## Notebook to filter statistically signficant results that differ based on large result differences between the GLM and RLM linear regressions

Using this as a method to remove outlier driven results from the GLM results while keeping the interpretability of the GLM coefficients.

Filter on:
- not statistically significant in both result sets
- effect direction is not consistent between result sets
- if difference is effect between results is an outlier

In [None]:
!date

#### import libraries

In [None]:
from pandas import read_csv
from random import choice
from scipy import stats
from seaborn import displot

#### set notebook variables

In [None]:
# parameters
modality = 'GEX' # 'GEX' or 'ATAC'
category = 'curated_type' # 'curated_type' for broad and 'cluster_name' for specific
GENERAL_TYPE = 'glm_tweedie'
ROBUST_TYPE = 'rlm'

In [None]:
# parameters
project = 'aging_phase2'
if category == 'curated_type':
    prefix_type = 'broad'
elif category == 'cluster_name':
    prefix_type = 'specific' 

# directories
wrk_dir = '/labshare/raph/datasets/adrd_neuro/brain_aging/phase2'
results_dir = f'{wrk_dir}/results'
figures_dir = f'{wrk_dir}/figures'

# in files
general_fdr_file = f'{results_dir}/{project}.{modality}.{prefix_type}.{GENERAL_TYPE}_fdr.age.csv'
robust_fdr_file = f'{results_dir}/{project}.{modality}.{prefix_type}.{ROBUST_TYPE}.age.csv'

# out files
results_file = f'{results_dir}/{project}.{modality}.{prefix_type}.{GENERAL_TYPE}_fdr_filtered.age.csv'

# constants
DEBUG = False
MAX_Z = 3

### load data

In [None]:
%%time
general_results = read_csv(general_fdr_file)
robust_results = read_csv(robust_fdr_file)
print(f'shape of general results {general_results.shape}')
print(f'shape of robust results {robust_results.shape}')
if DEBUG:
    display(general_results.sample(4))
    display(robust_results.sample(4))

#### filter the robust based on nominal alpha

In [None]:
robust_results = robust_results.loc[robust_results['p-value'] <= 0.05]
print(f'shape of robust results {robust_results.shape}')
if DEBUG:
    display(robust_results.sample(4))

### create index/key for results pairs; ie feature-tissue

In [None]:
general_results['pair'] = general_results.feature + '_' + general_results.tissue
robust_results['pair'] = robust_results.feature + '_' + robust_results.tissue

### find intersect of just the statistically significant results

In [None]:
pair_intersect = set(general_results.pair) & set(robust_results.pair)
print(f'{len(pair_intersect)} found in both which is {(len(pair_intersect)/general_results.shape[0])*100:.2f}')

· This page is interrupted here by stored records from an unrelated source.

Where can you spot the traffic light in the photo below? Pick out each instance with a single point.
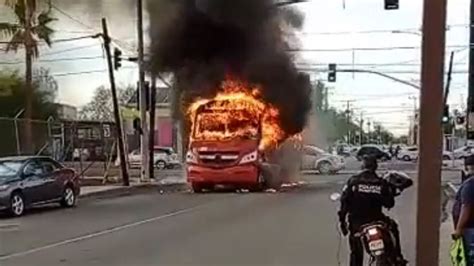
(391, 4)
(460, 120)
(117, 58)
(147, 95)
(137, 125)
(332, 73)
(446, 114)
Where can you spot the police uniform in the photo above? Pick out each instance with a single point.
(362, 201)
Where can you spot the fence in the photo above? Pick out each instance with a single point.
(84, 145)
(14, 134)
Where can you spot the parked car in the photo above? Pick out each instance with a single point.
(411, 154)
(32, 180)
(164, 158)
(408, 154)
(463, 152)
(373, 150)
(315, 158)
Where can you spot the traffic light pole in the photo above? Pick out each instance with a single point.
(470, 97)
(118, 120)
(144, 173)
(431, 109)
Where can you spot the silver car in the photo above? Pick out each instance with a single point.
(314, 158)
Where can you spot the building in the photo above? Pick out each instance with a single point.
(96, 140)
(413, 131)
(166, 134)
(66, 112)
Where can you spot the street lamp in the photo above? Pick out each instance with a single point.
(417, 33)
(289, 2)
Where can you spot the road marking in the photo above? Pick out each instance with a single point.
(8, 227)
(97, 234)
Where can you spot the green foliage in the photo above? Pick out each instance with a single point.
(12, 101)
(12, 94)
(100, 108)
(27, 31)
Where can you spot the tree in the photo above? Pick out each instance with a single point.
(100, 108)
(30, 28)
(12, 102)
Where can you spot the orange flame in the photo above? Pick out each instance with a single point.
(237, 111)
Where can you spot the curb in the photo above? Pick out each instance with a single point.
(134, 189)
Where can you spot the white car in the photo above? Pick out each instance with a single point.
(411, 154)
(164, 158)
(315, 158)
(463, 152)
(408, 154)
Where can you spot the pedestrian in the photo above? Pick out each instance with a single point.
(397, 150)
(463, 211)
(360, 206)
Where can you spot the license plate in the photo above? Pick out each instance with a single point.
(376, 245)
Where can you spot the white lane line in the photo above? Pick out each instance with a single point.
(97, 234)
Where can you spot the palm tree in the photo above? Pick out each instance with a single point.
(30, 28)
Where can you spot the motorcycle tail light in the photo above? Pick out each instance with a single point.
(373, 232)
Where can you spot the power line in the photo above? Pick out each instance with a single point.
(64, 13)
(116, 41)
(368, 64)
(86, 72)
(388, 48)
(70, 49)
(55, 60)
(94, 36)
(377, 31)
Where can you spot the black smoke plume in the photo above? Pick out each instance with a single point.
(202, 41)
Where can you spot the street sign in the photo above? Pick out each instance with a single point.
(470, 126)
(106, 129)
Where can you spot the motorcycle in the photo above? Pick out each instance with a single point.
(377, 237)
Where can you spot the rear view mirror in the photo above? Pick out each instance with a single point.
(335, 196)
(28, 173)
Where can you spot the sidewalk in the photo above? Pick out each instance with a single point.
(171, 183)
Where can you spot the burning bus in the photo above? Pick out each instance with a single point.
(229, 136)
(237, 91)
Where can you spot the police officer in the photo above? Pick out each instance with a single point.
(362, 200)
(463, 210)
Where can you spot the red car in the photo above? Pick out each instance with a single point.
(27, 181)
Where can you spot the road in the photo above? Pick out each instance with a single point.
(296, 227)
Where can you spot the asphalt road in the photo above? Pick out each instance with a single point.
(296, 227)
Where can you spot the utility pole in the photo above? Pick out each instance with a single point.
(361, 126)
(470, 95)
(151, 141)
(144, 177)
(368, 131)
(326, 99)
(118, 120)
(415, 127)
(348, 113)
(431, 109)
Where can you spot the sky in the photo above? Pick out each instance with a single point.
(329, 25)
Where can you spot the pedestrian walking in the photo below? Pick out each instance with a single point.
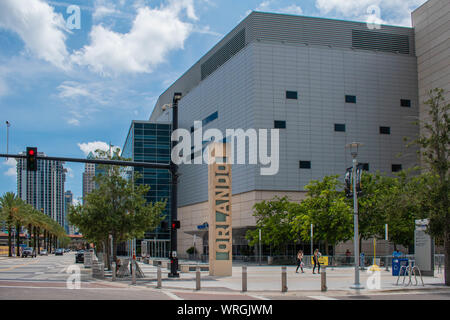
(316, 261)
(299, 261)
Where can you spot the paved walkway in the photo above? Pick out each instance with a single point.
(267, 279)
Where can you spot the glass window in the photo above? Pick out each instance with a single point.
(405, 103)
(385, 130)
(279, 124)
(350, 99)
(292, 95)
(340, 127)
(305, 164)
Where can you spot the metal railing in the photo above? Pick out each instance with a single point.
(409, 270)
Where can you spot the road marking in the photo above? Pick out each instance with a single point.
(172, 295)
(18, 266)
(322, 298)
(257, 297)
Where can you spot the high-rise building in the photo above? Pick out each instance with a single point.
(150, 142)
(323, 83)
(68, 201)
(43, 188)
(88, 175)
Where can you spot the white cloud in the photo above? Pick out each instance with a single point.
(154, 33)
(95, 145)
(42, 30)
(12, 170)
(73, 121)
(393, 12)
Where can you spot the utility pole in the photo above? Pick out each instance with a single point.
(354, 152)
(174, 203)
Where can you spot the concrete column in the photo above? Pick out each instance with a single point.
(158, 273)
(113, 268)
(283, 279)
(133, 271)
(323, 279)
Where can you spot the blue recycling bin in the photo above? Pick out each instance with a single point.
(397, 263)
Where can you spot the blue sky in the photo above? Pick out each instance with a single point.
(69, 91)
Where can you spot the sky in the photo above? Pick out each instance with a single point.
(75, 73)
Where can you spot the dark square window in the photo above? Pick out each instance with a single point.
(292, 95)
(305, 164)
(385, 130)
(279, 124)
(365, 166)
(350, 99)
(405, 103)
(340, 127)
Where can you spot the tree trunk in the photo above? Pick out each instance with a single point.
(39, 240)
(114, 249)
(18, 240)
(447, 258)
(9, 241)
(107, 253)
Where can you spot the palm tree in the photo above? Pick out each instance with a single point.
(10, 205)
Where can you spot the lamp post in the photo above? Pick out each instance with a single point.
(8, 124)
(354, 152)
(173, 203)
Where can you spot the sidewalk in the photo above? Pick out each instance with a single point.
(267, 279)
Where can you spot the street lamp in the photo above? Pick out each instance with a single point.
(354, 146)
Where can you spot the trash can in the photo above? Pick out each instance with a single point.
(397, 263)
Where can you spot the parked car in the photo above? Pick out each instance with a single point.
(79, 256)
(28, 252)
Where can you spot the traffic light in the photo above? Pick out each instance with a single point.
(175, 224)
(31, 159)
(348, 183)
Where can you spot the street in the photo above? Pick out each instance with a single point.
(46, 278)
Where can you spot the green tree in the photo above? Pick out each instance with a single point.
(434, 140)
(117, 207)
(326, 208)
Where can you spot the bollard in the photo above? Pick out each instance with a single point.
(197, 278)
(323, 279)
(133, 271)
(283, 279)
(113, 267)
(244, 278)
(158, 273)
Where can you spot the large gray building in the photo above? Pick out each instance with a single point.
(44, 188)
(324, 83)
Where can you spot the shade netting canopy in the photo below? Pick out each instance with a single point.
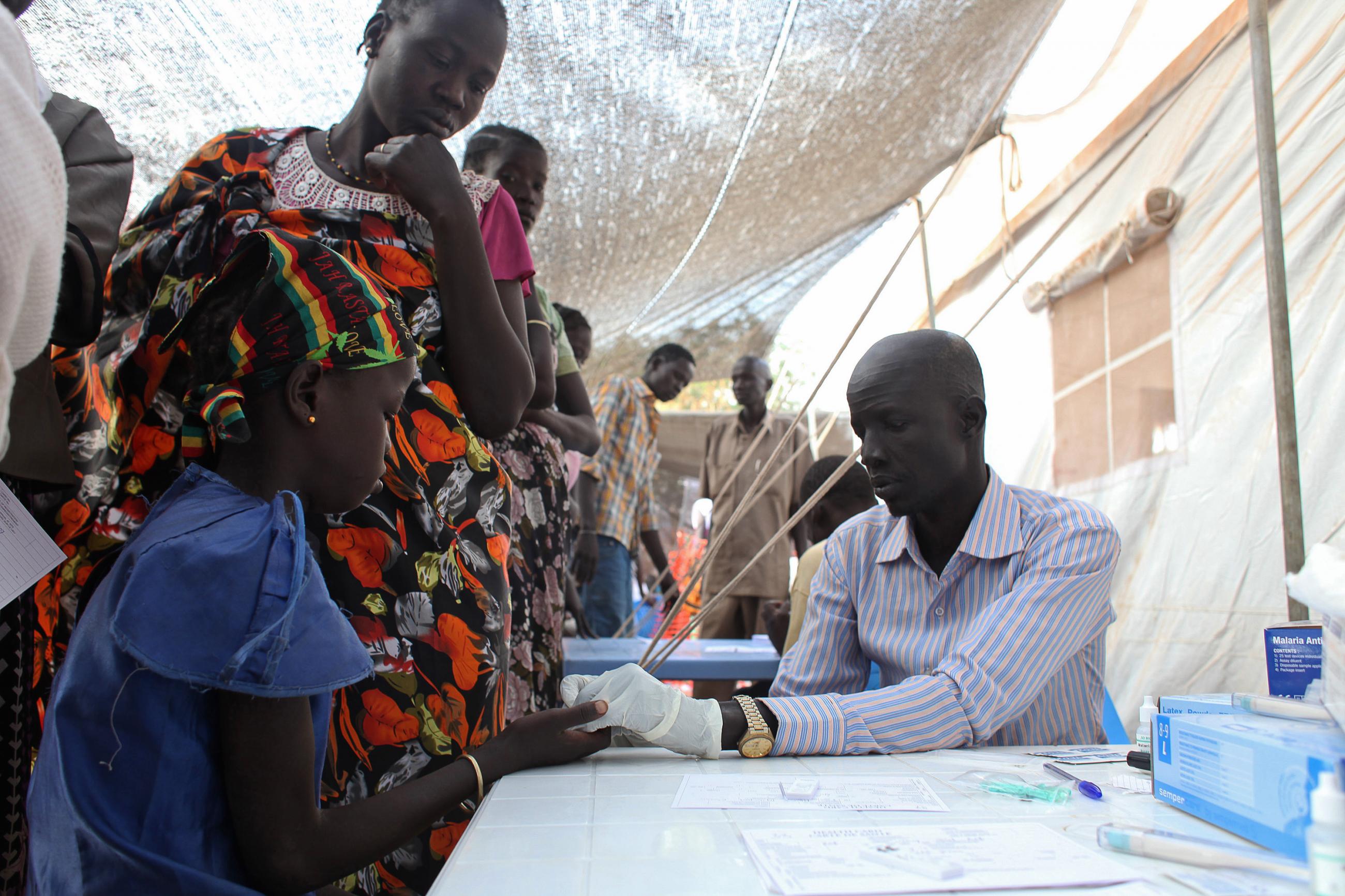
(768, 136)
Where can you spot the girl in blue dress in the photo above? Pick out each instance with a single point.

#### see an example of an excluded

In [None]:
not_found = set(general_results.pair) - set(robust_results.pair)
if len(not_found) > 0:
    sampled_item = choice(list(not_found))
    feature, tissue = sampled_item.split('_')
    print(sampled_item, feature, tissue)
    print(GENERAL_TYPE)    
    display(general_results.loc[(general_results.feature == feature) & 
            (general_results.tissue == tissue)])
    print(ROBUST_TYPE)    
    display(robust_results.loc[(robust_results.feature == feature) & 
            (robust_results.tissue == tissue)])    

In [None]:
feature = 'HSPD1'
tissue = 'Astro'
print(feature, tissue)
display(general_results.loc[(general_results.feature == feature) & 
        (general_results.tissue == tissue)])
display(robust_results.loc[(robust_results.feature == feature) & 
        (robust_results.tissue == tissue)])

#### filter on this intersect

In [None]:
filtered_results = general_results.loc[general_results.pair.isin(pair_intersect)]
print(f'shape of general results {filtered_results.shape}')
if DEBUG:
    display(filtered_results.sample(4))

### find intersect based and consistent direction of effect

In [None]:
merged = filtered_results.merge(robust_results, how='left', on='pair', 
                                suffixes=(f'_{GENERAL_TYPE}', f'_{ROBUST_TYPE}'))
print(merged.shape)
kept = merged.loc[merged[f'coef_{GENERAL_TYPE}'] * merged[f'coef_{ROBUST_TYPE}'] >= 0]
print(kept.shape)
if DEBUG:
    display(merged.sample(5))
    display(kept.sample(5))    

#### see an example of an excluded

In [None]:
not_found = set(filtered_results.pair) - set(kept.pair)
if len(not_found) > 0:
    sampled_item = choice(list(not_found))
    feature, tissue = sampled_item.split(':')
    print(sampled_item, feature, tissue)
    print(GENERAL_TYPE)    
    display(general_results.loc[(general_results.feature == feature) & 
            (general_results.tissue == tissue)])
    print(ROBUST_TYPE)
    display(robust_results.loc[(robust_results.feature == feature) & 
            (robust_results.tissue == tissue)])    
else:
    print('none found')

#### filter out the effects that differ in direction

In [None]:
filtered_results = filtered_results.loc[filtered_results.pair.isin(kept.pair)]
print(f'shape of general results {filtered_results.shape}')
if DEBUG:
    display(filtered_results.sample(4))

### find results where the difference in effect from different model is an outlier from the rest

In [None]:
kept['effect_delta'] = kept[f'coef_{GENERAL_TYPE}'] - kept[f'coef_{ROBUST_TYPE}']
kept['effect_delta_z'] = stats.zscore(kept.effect_delta)
print(kept.shape)
if DEBUG:
    display(kept.sample(5))
    display(kept.effect_delta_z.describe())

In [None]:
displot(kept.effect_delta_z, kind='kde')

In [None]:
kept.loc[abs(kept.effect_delta_z) > MAX_Z].head()

#### filter the effect outliers

In [None]:
kept = kept.loc[abs(kept.effect_delta_z) < MAX_Z]
print(kept.shape)
if DEBUG:
    display(kept.sample(5))

In [None]:
filtered_results = filtered_results.loc[filtered_results.pair.isin(kept.pair)]
print(f'shape of general results {filtered_results.shape}')
if DEBUG:
    display(filtered_results.sample(4))

### save the filtered results

In [None]:
%%time
# drop the temp pair column that was added before write
filtered_results.drop(columns=['pair']).to_csv(results_file, index=False)

In [None]:
!date